Ultimately, it’s not about breaking up with MVPs, it’s about breaking up with the wrong interpretation of MVPs. 

So, to get back to good times with MVPs, we recommend building these points back into your MVP process: 

Making MVPs loveable again 

1. Always start with a hypothesis (and user research) 

The Lean Startup focused on creating new products by ‘learning’ first, not building straight off the bat which is what some teams are guilty of.  

An informed hypothesis for your MVP is critical. It’s your north star and the reason for creating an MVP for testing in the first place. 

But teams don’t create informed hypotheses without the research to back it up. Harnessing existing user research and data can help guide the hypothesis in the right direction and offer assurance that what you’re building is in the right direction from the off.  

The result? Less pivoting later on, less building on a whim and more building with the users in mind. 

2. Do user testing earlier 

Conducting user testing at earlier stages like interactive prototyping can foster the experimental mindset needed to build products that user love. 

By building prototypes of your MVP through tools like Figma and Adobe XD, you can answer your hypotheses and produce feedback way cheaper than trying to launch on the app store first. 

Now this goes against the meaning of MVP, as a design to test would be considered waste amongst the most arden lean followers 

However, having iterative design become a staple of your deliver process comes from a good place. 

Iterative design offers agility and provides room to facilitate rapid changes at a lower cost and with less waste going forward (it’s cheaper to change designs and wireframes than lines of completed code), staying true to MVP’s principles. 

User Testing Tip:

Testing doesn’t need to be expensive or a drain on your time. In fact, 85% of usability issues (which effect how loveable your product can be) can be found in as few as 5 usability tests. 

At Pixeltree, we pack this into our design sprints on our 4th day, ensuring prototypes gather real user feedback as early as possible, ensuring usability is factored in for all MVPs. 

3. Don’t assume you can’t afford UX 

We’ve already mentioned how it may be tempting from a resources point of view to cut straight down to what’s functional, but by embedding a focus on user research and usability, teams can stop MVP’s being the antithesis to UX, but something that works together in collaboration.  

At the stage where the MVP is being tested, even exciting and useful ideas can fall flat if they don’t look impressive and delight users having built in user insights about what they actually want. 

Rather than focus your experimentation on what the feature does alone, teams should also consider thinking about the interface and the journey users would take to solve their problem: 

  • How would it be presented on screen? 
  • How would users discover it? 
  • What is the best way for users to interact with it? 
  • Does it fundamentally solve their problems? 

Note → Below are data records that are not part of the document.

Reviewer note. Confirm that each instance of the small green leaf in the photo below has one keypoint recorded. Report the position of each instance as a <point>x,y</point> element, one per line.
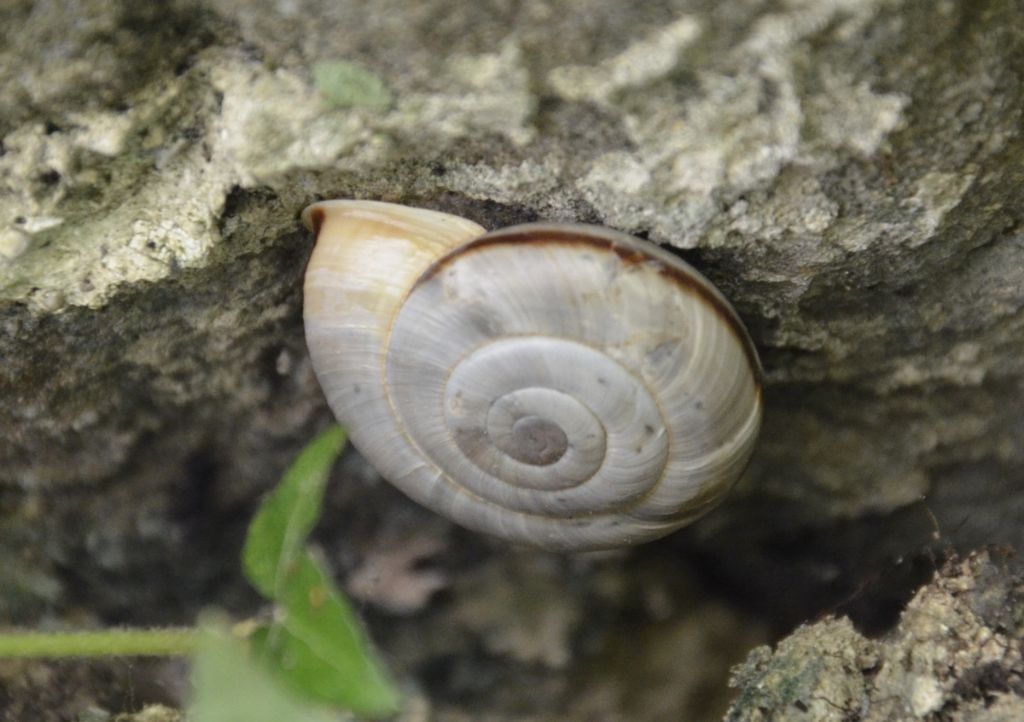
<point>278,534</point>
<point>320,649</point>
<point>228,687</point>
<point>346,84</point>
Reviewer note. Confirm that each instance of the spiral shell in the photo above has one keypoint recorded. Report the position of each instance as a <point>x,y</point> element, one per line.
<point>558,385</point>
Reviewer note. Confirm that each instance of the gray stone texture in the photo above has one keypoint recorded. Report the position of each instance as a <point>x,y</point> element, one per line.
<point>849,172</point>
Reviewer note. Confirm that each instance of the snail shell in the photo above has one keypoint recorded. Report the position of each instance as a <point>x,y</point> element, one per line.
<point>562,386</point>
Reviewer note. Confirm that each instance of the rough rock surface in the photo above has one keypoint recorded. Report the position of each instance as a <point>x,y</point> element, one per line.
<point>956,654</point>
<point>849,172</point>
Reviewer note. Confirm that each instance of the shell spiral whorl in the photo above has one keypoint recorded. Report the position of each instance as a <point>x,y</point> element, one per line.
<point>558,385</point>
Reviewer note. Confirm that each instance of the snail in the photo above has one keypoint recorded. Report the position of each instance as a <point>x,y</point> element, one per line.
<point>562,386</point>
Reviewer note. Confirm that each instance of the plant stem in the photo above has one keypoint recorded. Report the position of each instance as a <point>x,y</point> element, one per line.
<point>115,642</point>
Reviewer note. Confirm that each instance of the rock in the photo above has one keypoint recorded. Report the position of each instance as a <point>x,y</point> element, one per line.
<point>955,654</point>
<point>847,172</point>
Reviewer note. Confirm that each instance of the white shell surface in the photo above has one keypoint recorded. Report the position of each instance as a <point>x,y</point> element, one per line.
<point>561,386</point>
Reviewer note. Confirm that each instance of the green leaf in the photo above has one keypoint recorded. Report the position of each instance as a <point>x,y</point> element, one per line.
<point>229,687</point>
<point>346,84</point>
<point>278,534</point>
<point>318,647</point>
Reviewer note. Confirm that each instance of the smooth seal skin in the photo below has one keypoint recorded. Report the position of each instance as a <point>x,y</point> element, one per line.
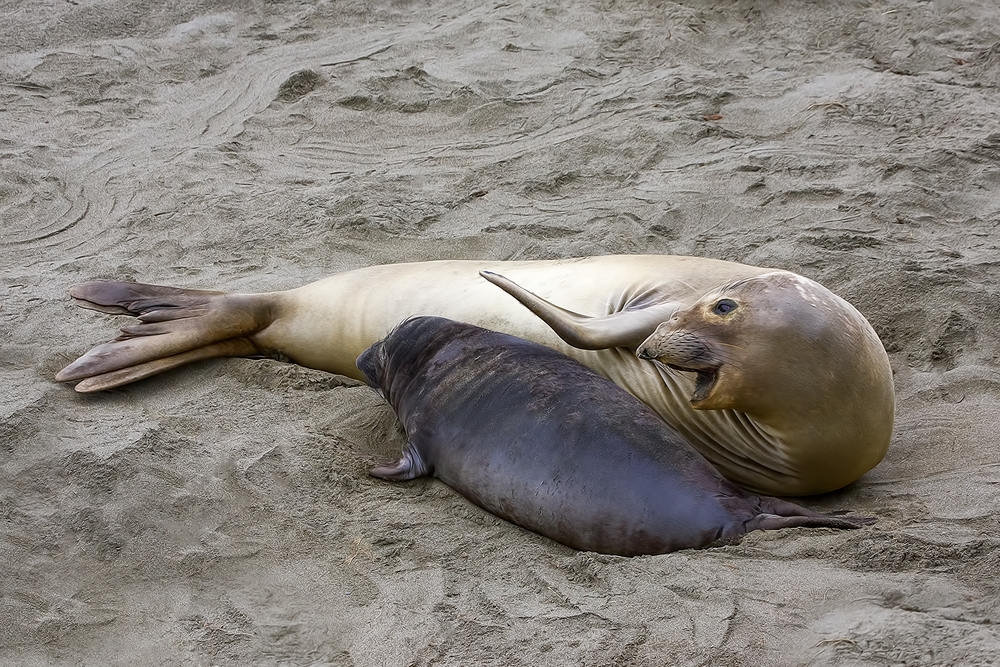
<point>598,310</point>
<point>544,442</point>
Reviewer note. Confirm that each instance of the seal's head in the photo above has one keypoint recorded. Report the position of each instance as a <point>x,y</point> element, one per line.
<point>789,353</point>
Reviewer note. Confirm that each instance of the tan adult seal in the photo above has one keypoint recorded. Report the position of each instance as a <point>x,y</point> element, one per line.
<point>794,392</point>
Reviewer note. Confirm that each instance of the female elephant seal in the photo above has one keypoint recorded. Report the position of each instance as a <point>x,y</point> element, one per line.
<point>793,394</point>
<point>541,440</point>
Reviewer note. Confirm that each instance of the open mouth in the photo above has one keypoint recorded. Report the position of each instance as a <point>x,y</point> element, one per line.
<point>704,380</point>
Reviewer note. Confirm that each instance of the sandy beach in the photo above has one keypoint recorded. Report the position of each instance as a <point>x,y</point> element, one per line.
<point>222,514</point>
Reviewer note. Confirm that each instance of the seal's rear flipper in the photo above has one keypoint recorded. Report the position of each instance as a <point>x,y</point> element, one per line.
<point>176,326</point>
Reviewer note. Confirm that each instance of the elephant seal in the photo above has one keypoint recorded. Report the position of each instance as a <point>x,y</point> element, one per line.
<point>598,310</point>
<point>544,442</point>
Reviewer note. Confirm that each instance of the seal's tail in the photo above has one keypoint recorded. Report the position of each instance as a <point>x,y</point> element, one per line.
<point>777,513</point>
<point>176,326</point>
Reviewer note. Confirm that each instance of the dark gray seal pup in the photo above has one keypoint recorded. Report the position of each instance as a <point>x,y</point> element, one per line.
<point>544,442</point>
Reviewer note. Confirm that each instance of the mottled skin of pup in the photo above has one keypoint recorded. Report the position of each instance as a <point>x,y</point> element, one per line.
<point>544,442</point>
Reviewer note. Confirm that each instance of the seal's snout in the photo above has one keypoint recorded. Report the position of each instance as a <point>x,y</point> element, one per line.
<point>680,349</point>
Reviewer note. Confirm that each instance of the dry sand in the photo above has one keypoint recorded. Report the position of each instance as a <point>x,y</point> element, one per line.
<point>221,514</point>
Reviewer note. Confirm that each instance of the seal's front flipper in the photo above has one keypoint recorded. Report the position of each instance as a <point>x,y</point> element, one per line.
<point>777,513</point>
<point>176,326</point>
<point>626,328</point>
<point>410,466</point>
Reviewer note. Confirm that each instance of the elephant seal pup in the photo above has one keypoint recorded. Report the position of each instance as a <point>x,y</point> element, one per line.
<point>833,428</point>
<point>544,442</point>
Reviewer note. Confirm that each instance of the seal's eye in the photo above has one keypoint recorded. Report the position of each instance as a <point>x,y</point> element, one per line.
<point>724,307</point>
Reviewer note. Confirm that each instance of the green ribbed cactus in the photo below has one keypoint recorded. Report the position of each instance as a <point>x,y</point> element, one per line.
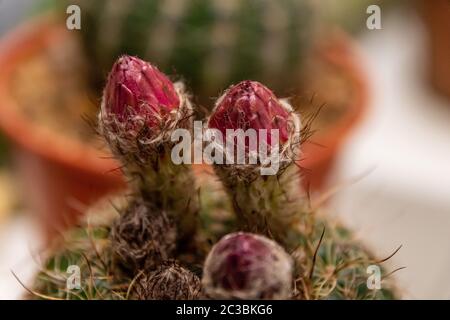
<point>211,43</point>
<point>164,238</point>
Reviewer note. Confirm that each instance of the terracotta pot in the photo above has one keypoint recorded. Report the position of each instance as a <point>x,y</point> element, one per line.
<point>321,150</point>
<point>59,176</point>
<point>436,16</point>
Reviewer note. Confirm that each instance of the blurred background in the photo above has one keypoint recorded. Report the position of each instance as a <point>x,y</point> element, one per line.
<point>380,77</point>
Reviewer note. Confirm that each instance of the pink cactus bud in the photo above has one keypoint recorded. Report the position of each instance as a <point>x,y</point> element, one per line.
<point>247,266</point>
<point>137,88</point>
<point>250,105</point>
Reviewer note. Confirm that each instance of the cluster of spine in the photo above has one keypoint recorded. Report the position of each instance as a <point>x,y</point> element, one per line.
<point>140,109</point>
<point>156,243</point>
<point>212,43</point>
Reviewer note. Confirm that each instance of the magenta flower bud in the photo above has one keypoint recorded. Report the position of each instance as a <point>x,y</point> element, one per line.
<point>251,105</point>
<point>140,108</point>
<point>137,88</point>
<point>247,266</point>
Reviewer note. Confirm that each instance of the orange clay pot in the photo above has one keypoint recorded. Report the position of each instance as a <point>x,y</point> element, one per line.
<point>320,152</point>
<point>436,15</point>
<point>59,176</point>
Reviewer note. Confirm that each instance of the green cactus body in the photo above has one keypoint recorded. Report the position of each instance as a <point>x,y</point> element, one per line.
<point>339,272</point>
<point>210,43</point>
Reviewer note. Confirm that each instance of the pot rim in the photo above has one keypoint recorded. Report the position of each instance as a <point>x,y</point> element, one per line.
<point>16,46</point>
<point>340,51</point>
<point>32,36</point>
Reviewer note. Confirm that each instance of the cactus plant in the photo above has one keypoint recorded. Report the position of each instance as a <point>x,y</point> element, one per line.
<point>247,266</point>
<point>264,203</point>
<point>210,43</point>
<point>140,109</point>
<point>320,258</point>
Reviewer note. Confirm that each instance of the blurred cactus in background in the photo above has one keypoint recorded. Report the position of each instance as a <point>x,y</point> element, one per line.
<point>210,43</point>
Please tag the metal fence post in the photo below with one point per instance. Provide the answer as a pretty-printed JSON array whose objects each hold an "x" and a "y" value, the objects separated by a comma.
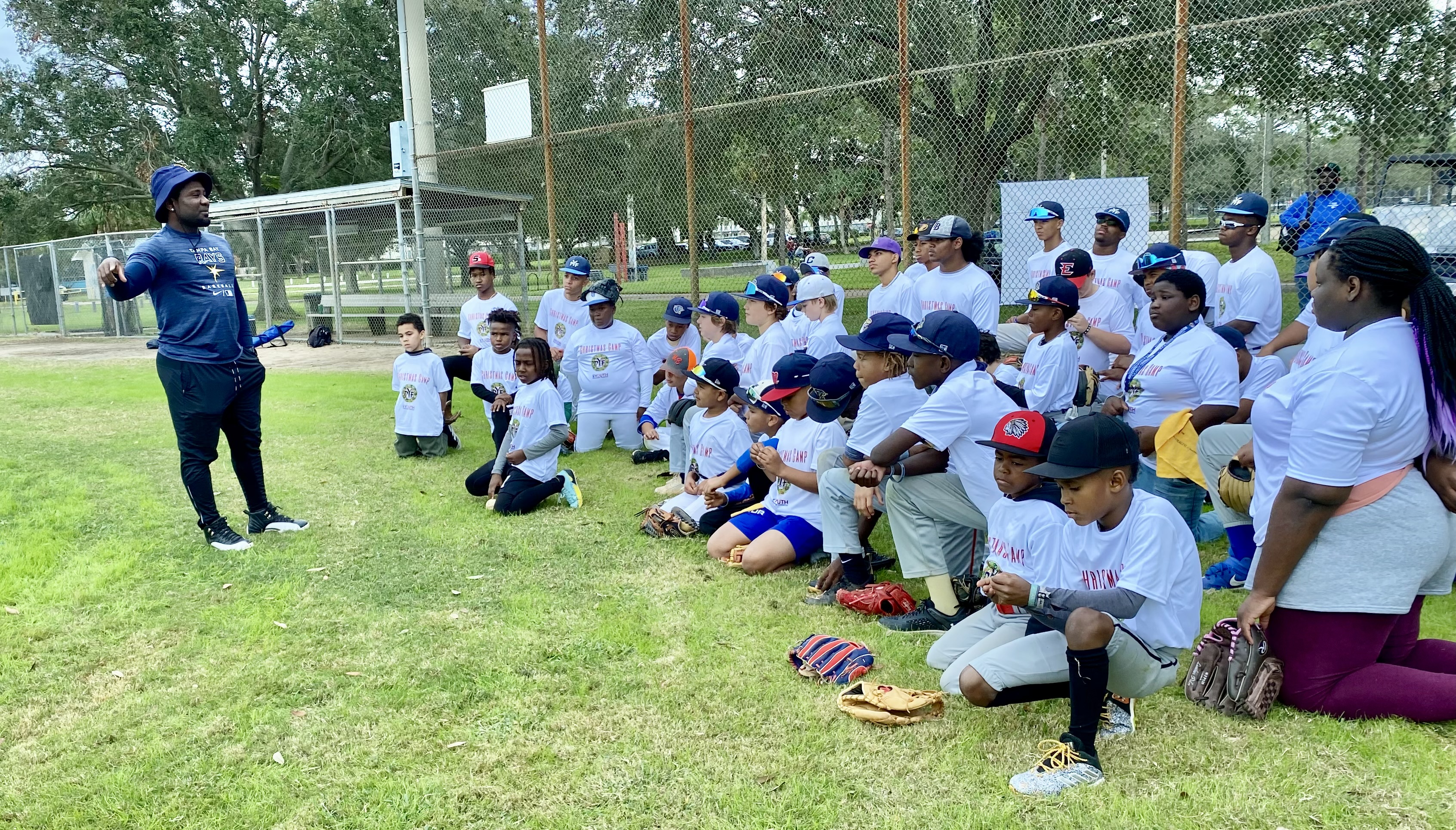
[
  {"x": 262, "y": 274},
  {"x": 56, "y": 286}
]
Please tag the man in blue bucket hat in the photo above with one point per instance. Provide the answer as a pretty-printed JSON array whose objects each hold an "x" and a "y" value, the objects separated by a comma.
[{"x": 206, "y": 354}]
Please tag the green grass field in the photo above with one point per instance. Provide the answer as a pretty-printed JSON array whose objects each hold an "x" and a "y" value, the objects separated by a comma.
[{"x": 593, "y": 678}]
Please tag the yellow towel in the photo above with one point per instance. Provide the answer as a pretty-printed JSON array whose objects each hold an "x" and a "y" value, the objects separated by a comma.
[{"x": 1177, "y": 448}]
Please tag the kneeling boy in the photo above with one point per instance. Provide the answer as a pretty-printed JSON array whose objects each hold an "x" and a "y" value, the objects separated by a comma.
[{"x": 1135, "y": 604}]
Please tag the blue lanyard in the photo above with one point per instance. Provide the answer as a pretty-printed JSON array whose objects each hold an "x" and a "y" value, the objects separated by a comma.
[{"x": 1142, "y": 363}]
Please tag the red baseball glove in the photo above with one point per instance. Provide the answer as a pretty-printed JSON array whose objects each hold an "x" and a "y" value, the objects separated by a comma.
[{"x": 879, "y": 599}]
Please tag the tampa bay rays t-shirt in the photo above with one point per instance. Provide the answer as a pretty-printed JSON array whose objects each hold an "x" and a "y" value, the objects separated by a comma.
[
  {"x": 606, "y": 365},
  {"x": 420, "y": 378},
  {"x": 800, "y": 446},
  {"x": 494, "y": 372},
  {"x": 1151, "y": 552},
  {"x": 474, "y": 312},
  {"x": 538, "y": 408}
]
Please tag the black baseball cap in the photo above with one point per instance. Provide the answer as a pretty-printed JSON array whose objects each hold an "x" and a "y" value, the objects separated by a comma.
[
  {"x": 1088, "y": 445},
  {"x": 719, "y": 373},
  {"x": 833, "y": 387},
  {"x": 1023, "y": 433}
]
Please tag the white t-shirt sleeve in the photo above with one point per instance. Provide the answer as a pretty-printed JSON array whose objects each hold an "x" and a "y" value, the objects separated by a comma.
[{"x": 1334, "y": 415}]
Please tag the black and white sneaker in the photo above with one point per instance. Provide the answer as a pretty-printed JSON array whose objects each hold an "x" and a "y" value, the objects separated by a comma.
[
  {"x": 271, "y": 519},
  {"x": 219, "y": 535}
]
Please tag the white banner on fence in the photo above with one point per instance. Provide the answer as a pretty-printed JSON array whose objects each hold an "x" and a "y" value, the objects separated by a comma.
[{"x": 1081, "y": 198}]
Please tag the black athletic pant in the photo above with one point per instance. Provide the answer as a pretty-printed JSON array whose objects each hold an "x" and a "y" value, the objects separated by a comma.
[
  {"x": 458, "y": 366},
  {"x": 523, "y": 494},
  {"x": 480, "y": 481},
  {"x": 206, "y": 398}
]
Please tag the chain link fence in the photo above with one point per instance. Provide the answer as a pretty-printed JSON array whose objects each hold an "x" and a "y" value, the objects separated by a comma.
[{"x": 813, "y": 126}]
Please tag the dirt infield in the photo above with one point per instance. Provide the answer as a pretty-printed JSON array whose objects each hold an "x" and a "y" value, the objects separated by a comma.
[{"x": 298, "y": 356}]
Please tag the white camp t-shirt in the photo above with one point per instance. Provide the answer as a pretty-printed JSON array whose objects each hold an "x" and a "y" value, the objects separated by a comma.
[
  {"x": 763, "y": 353},
  {"x": 606, "y": 365},
  {"x": 659, "y": 347},
  {"x": 474, "y": 312},
  {"x": 800, "y": 446},
  {"x": 883, "y": 408},
  {"x": 1042, "y": 264},
  {"x": 970, "y": 292},
  {"x": 964, "y": 410},
  {"x": 1317, "y": 343},
  {"x": 1205, "y": 266},
  {"x": 1263, "y": 373},
  {"x": 1049, "y": 373},
  {"x": 822, "y": 338},
  {"x": 1152, "y": 554},
  {"x": 901, "y": 296},
  {"x": 1356, "y": 414},
  {"x": 1024, "y": 538},
  {"x": 420, "y": 379},
  {"x": 1250, "y": 290},
  {"x": 1116, "y": 271},
  {"x": 494, "y": 372},
  {"x": 1196, "y": 369},
  {"x": 537, "y": 410},
  {"x": 560, "y": 318},
  {"x": 1108, "y": 311},
  {"x": 716, "y": 443}
]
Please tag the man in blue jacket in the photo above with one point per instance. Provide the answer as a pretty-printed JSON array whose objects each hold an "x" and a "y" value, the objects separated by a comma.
[
  {"x": 206, "y": 353},
  {"x": 1330, "y": 204}
]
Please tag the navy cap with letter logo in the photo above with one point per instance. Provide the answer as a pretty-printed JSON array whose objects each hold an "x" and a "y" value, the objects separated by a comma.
[
  {"x": 719, "y": 373},
  {"x": 577, "y": 266},
  {"x": 833, "y": 387},
  {"x": 948, "y": 228},
  {"x": 1046, "y": 210},
  {"x": 1056, "y": 292},
  {"x": 1117, "y": 214},
  {"x": 1337, "y": 232},
  {"x": 950, "y": 334},
  {"x": 720, "y": 305},
  {"x": 1248, "y": 204},
  {"x": 1088, "y": 445},
  {"x": 876, "y": 335},
  {"x": 1023, "y": 433},
  {"x": 766, "y": 289},
  {"x": 791, "y": 373},
  {"x": 679, "y": 311}
]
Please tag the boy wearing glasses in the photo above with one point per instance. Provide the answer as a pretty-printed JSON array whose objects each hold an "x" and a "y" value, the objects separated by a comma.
[{"x": 1248, "y": 296}]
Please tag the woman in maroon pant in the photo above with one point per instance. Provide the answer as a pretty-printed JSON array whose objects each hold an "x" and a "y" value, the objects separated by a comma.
[{"x": 1352, "y": 538}]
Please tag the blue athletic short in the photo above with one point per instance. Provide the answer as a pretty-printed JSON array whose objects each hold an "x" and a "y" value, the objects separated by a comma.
[{"x": 804, "y": 536}]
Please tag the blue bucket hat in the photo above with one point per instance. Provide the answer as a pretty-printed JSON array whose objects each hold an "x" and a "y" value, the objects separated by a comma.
[{"x": 165, "y": 181}]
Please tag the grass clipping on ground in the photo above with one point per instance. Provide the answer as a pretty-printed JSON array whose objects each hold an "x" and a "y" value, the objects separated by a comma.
[{"x": 417, "y": 662}]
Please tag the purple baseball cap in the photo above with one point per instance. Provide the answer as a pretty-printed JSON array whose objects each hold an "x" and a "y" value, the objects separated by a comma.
[{"x": 883, "y": 244}]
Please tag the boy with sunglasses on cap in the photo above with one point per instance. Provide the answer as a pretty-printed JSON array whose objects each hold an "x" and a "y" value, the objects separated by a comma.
[
  {"x": 1130, "y": 605},
  {"x": 1024, "y": 538},
  {"x": 785, "y": 529},
  {"x": 716, "y": 439},
  {"x": 1049, "y": 370},
  {"x": 882, "y": 395},
  {"x": 678, "y": 332},
  {"x": 938, "y": 519}
]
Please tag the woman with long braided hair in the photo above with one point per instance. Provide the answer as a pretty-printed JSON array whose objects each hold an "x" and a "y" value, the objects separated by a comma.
[{"x": 1352, "y": 541}]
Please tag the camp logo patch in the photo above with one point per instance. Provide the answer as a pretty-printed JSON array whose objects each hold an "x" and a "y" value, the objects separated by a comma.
[{"x": 1017, "y": 429}]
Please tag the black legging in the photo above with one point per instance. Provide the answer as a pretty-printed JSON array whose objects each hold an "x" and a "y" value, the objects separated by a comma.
[{"x": 523, "y": 494}]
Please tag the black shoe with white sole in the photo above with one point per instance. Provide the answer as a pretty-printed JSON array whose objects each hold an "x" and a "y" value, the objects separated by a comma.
[
  {"x": 219, "y": 535},
  {"x": 274, "y": 520}
]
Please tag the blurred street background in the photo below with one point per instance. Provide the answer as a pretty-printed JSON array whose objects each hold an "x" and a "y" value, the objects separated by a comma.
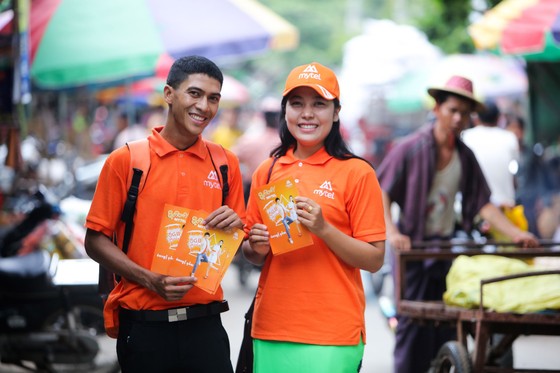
[{"x": 78, "y": 79}]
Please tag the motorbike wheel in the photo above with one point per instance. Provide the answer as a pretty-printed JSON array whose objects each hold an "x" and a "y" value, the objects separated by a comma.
[{"x": 89, "y": 318}]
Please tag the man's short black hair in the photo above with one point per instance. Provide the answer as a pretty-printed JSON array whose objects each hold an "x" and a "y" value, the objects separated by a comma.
[{"x": 185, "y": 66}]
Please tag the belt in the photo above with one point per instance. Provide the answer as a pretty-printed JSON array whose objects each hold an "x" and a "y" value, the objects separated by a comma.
[{"x": 176, "y": 314}]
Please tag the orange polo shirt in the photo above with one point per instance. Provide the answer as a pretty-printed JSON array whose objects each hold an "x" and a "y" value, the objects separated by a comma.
[
  {"x": 309, "y": 295},
  {"x": 182, "y": 178}
]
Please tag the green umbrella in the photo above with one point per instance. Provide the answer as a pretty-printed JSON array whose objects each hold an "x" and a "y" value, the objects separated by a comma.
[
  {"x": 80, "y": 45},
  {"x": 104, "y": 42}
]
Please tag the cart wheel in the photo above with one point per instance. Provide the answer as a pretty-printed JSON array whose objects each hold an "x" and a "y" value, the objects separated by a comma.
[{"x": 452, "y": 357}]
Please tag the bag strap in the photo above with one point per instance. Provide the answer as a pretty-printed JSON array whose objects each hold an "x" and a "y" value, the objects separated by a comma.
[
  {"x": 219, "y": 157},
  {"x": 140, "y": 164}
]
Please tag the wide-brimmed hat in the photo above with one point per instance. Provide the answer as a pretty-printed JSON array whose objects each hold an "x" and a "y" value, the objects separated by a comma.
[
  {"x": 458, "y": 85},
  {"x": 314, "y": 75}
]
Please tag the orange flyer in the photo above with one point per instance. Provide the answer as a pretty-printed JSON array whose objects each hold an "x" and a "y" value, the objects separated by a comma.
[
  {"x": 277, "y": 206},
  {"x": 172, "y": 222},
  {"x": 200, "y": 252}
]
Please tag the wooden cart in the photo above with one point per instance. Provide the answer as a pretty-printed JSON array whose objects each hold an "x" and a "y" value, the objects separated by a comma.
[{"x": 480, "y": 323}]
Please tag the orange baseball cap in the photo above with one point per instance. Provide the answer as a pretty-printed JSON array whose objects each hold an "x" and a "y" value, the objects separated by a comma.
[{"x": 314, "y": 75}]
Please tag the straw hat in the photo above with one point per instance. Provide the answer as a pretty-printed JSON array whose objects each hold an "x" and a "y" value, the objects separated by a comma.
[{"x": 460, "y": 86}]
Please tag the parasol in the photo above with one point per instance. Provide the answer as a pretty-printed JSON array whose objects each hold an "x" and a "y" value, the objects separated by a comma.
[
  {"x": 103, "y": 42},
  {"x": 526, "y": 28}
]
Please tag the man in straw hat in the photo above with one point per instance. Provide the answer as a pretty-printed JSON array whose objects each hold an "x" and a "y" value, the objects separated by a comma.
[{"x": 422, "y": 174}]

It doesn’t need to be everything they always wanted as that goes beyond MVPs, but it does benefit from experienced considerations for the purposes of testing and preventing a disjointed mishmash of interface elements when the build finally comes round. 

Conclusion: MVP needs your help to make this work 

If there’s any takeaways this Valentine’s Day, dumping the MVP is probably too hasty a decision. We’re certainly not suggesting that here. MVPs have simply been misunderstood so often that people don’t know what it really means anymore. 

To build better products users find value from, you don’t need to adopt an entirely new framework at all, you just need to make sure you’re putting in the effort to make MVPs the best they can be by being steadfast by the principles of user testing, user research and iteration.